Under any circumstance, “there’s an argument to be made that those types of projects are disadvantaged relative to others, such as rooftop projects, where the permitting requirements are less,” Springer said. “The ability to co-locate up to 10 MW [on a site], as under the pilot, would allow a number of brownfield and landfill projects to go forward.”

Making a similar point, Lyle Rawlings, president of Mid-Atlantic Solar & Storage Industries Association, suggested the BPU could allow developers to seek a waiver from the prohibition based on a project’s “public benefits” or ability to help the state reach its “policy priorities.”

Evaluating Project Maturity

Several speakers also questioned whether the state could reach those priorities and the community solar sector could flourish with the program structure outlined in the draft — especially aspects of the criteria of “maturity” needed for a project to be accepted into the program.

BPU officials say the criteria is designed to ensure that under the first come, first served system, only those projects ready to advance — and likely to be implemented — will be allocated valuable capacity in the program.

Joe Henri, of Atlanta-based solar developer Dimension Renewable Energy, welcomed the BPU’s plan to select projects on a first come basis method, while ensuring their quality and readiness by requiring them to meet certain “maturity” measures. Among them would be a requirement that the developer demonstrate the project will be able to connect to the grid by showing that it has an interconnection study completed and the EDC is ready to sign off on the project.

However, Henri said, that will be problematic in the short term because of the current lengthy delays projects face in connecting to the grid and planned reforms to improve the situation are moving slowly.

“Unfortunately, those rules probably aren’t going to be completely in place and completely clarified until late this year or early next year,” he said. He said it would be ideal for the EDC to sign off on a project before it is selected, but that does not usually occur until late in the proves, so an “interim” milestone that shows the project has the requisite maturity needed, he said.

Fred DeSanti, executive director of the New Jersey Solar Energy Coalition, added that the proposal to assess a project’s maturity by whether the EDC has completed a connection study will not only put great pressure on utilities, but will also make them “gatekeepers to this process,” giving them considerable power in deciding which projects go forward.
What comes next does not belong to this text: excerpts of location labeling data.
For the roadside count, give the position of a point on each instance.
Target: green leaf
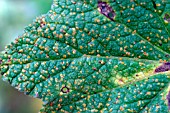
(95, 56)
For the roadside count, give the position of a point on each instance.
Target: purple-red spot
(168, 98)
(106, 10)
(164, 67)
(65, 89)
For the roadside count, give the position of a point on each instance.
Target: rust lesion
(164, 67)
(106, 10)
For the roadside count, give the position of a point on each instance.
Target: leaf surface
(95, 56)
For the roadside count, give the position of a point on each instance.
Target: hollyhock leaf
(94, 56)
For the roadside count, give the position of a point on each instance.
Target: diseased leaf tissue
(95, 56)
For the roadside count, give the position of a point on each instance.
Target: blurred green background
(15, 15)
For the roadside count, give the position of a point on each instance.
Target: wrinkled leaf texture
(94, 56)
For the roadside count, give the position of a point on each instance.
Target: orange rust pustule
(164, 67)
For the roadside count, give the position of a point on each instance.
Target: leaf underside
(89, 56)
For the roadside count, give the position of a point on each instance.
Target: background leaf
(94, 56)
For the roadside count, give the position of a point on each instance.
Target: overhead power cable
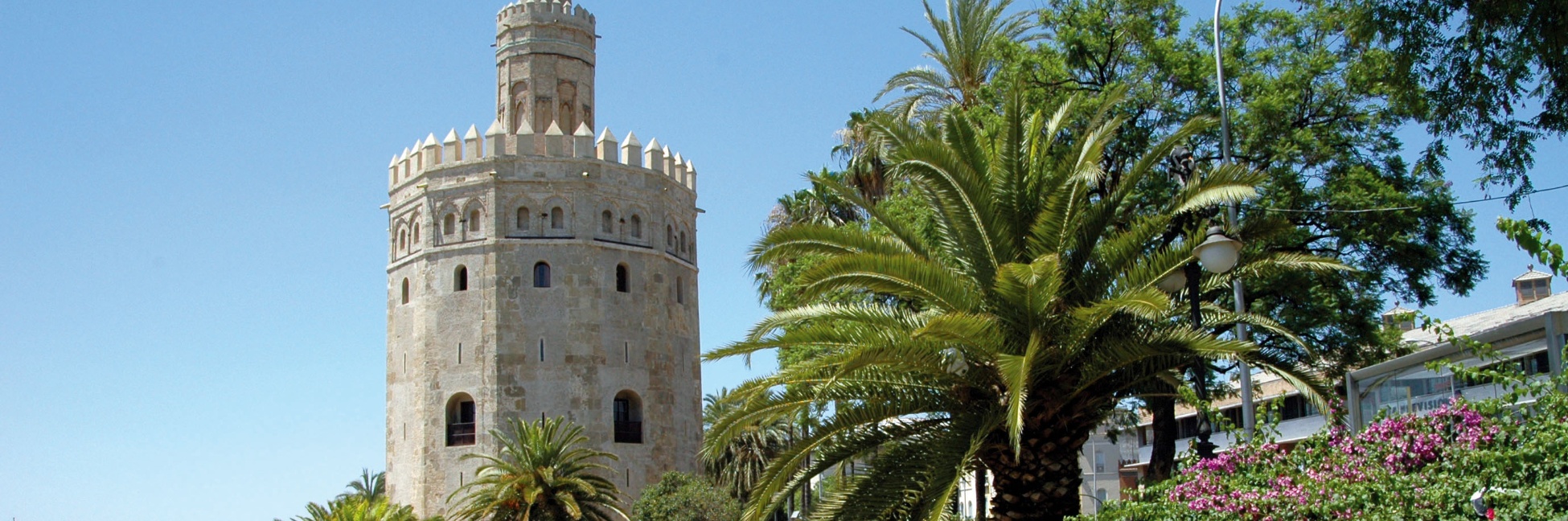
(1388, 209)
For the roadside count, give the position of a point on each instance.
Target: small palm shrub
(543, 473)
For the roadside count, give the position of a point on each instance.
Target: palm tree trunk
(982, 499)
(1162, 457)
(1041, 484)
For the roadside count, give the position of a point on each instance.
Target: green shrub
(684, 498)
(1398, 468)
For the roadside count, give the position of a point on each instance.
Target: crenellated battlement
(544, 11)
(432, 154)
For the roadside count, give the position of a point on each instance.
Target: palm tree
(369, 487)
(965, 54)
(861, 151)
(541, 473)
(741, 465)
(1034, 311)
(359, 509)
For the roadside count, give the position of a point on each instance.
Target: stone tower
(538, 270)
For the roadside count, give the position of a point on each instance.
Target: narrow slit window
(460, 421)
(627, 418)
(541, 275)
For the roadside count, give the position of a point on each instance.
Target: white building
(1529, 333)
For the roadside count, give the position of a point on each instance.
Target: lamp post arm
(1249, 410)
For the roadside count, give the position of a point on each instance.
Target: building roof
(1480, 324)
(1533, 275)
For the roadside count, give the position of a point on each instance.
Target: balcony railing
(460, 435)
(627, 432)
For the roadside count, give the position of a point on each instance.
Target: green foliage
(965, 52)
(1001, 341)
(1536, 244)
(541, 471)
(741, 465)
(1398, 468)
(1313, 113)
(364, 501)
(1474, 71)
(684, 498)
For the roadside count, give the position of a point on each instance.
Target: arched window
(460, 420)
(627, 418)
(541, 275)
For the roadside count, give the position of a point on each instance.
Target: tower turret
(544, 64)
(535, 272)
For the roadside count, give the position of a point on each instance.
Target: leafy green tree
(1311, 112)
(1007, 339)
(1492, 74)
(358, 509)
(681, 496)
(369, 487)
(741, 465)
(541, 471)
(963, 49)
(364, 501)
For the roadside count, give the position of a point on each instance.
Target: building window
(541, 275)
(627, 418)
(460, 421)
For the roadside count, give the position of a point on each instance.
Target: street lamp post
(1217, 255)
(1249, 410)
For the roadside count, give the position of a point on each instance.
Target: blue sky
(193, 324)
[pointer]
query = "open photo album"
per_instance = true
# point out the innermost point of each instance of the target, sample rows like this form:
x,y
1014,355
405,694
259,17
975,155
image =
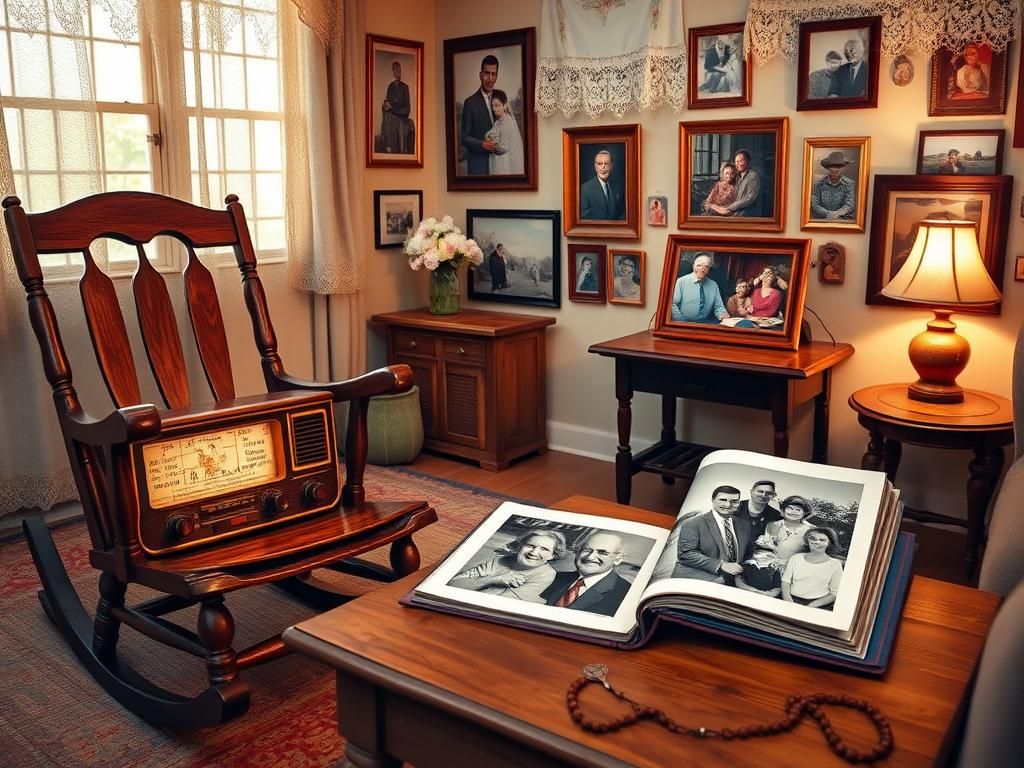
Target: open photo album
x,y
796,556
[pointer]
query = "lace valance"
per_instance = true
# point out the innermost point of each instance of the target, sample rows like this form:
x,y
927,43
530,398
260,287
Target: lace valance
x,y
907,26
610,55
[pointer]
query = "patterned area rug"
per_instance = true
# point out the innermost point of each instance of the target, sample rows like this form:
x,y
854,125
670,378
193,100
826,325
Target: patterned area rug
x,y
54,714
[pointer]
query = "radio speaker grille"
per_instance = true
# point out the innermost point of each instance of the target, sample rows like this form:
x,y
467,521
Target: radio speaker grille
x,y
310,439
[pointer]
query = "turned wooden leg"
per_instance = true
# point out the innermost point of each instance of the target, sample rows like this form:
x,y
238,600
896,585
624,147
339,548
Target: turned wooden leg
x,y
104,627
216,630
404,556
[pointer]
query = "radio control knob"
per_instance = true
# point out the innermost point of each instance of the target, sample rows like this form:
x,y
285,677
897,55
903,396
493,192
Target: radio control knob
x,y
180,526
315,494
274,503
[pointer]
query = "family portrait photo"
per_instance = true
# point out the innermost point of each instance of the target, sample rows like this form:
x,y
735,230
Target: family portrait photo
x,y
394,101
733,169
733,289
521,251
838,65
780,535
835,190
492,127
719,75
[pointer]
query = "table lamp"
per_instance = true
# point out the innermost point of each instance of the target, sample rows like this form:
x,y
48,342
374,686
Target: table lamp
x,y
944,268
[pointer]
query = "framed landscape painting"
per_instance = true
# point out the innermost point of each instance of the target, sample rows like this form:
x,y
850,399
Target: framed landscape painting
x,y
733,290
521,256
902,202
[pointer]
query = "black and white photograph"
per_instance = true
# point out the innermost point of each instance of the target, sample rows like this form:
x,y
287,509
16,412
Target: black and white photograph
x,y
396,212
838,67
521,256
492,127
776,534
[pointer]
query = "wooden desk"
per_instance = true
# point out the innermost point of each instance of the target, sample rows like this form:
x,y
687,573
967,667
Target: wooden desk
x,y
766,379
983,423
446,691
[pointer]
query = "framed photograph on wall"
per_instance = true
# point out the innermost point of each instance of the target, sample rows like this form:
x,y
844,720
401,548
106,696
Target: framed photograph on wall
x,y
838,64
961,153
587,272
733,290
718,76
971,81
395,213
732,174
491,126
521,256
835,190
601,181
902,202
394,102
627,273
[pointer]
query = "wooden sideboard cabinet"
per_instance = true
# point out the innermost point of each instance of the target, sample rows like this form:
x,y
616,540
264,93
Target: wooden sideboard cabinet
x,y
482,380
The draft proposal suggests that requirement for projects greater than 1 MW, and smaller projects must only show they have submitted to the EDC an “interconnection agreement.”

“So that this puts the ball in the utilities court completely for making the decision on who wins and who loses based upon the first come, first served” selection structure,” he said. “To that end, we think it’s important that the industry understand how the EDCs will work through this significant surge in workload [and] the protocols and priorities that they may establish in conducting this work.”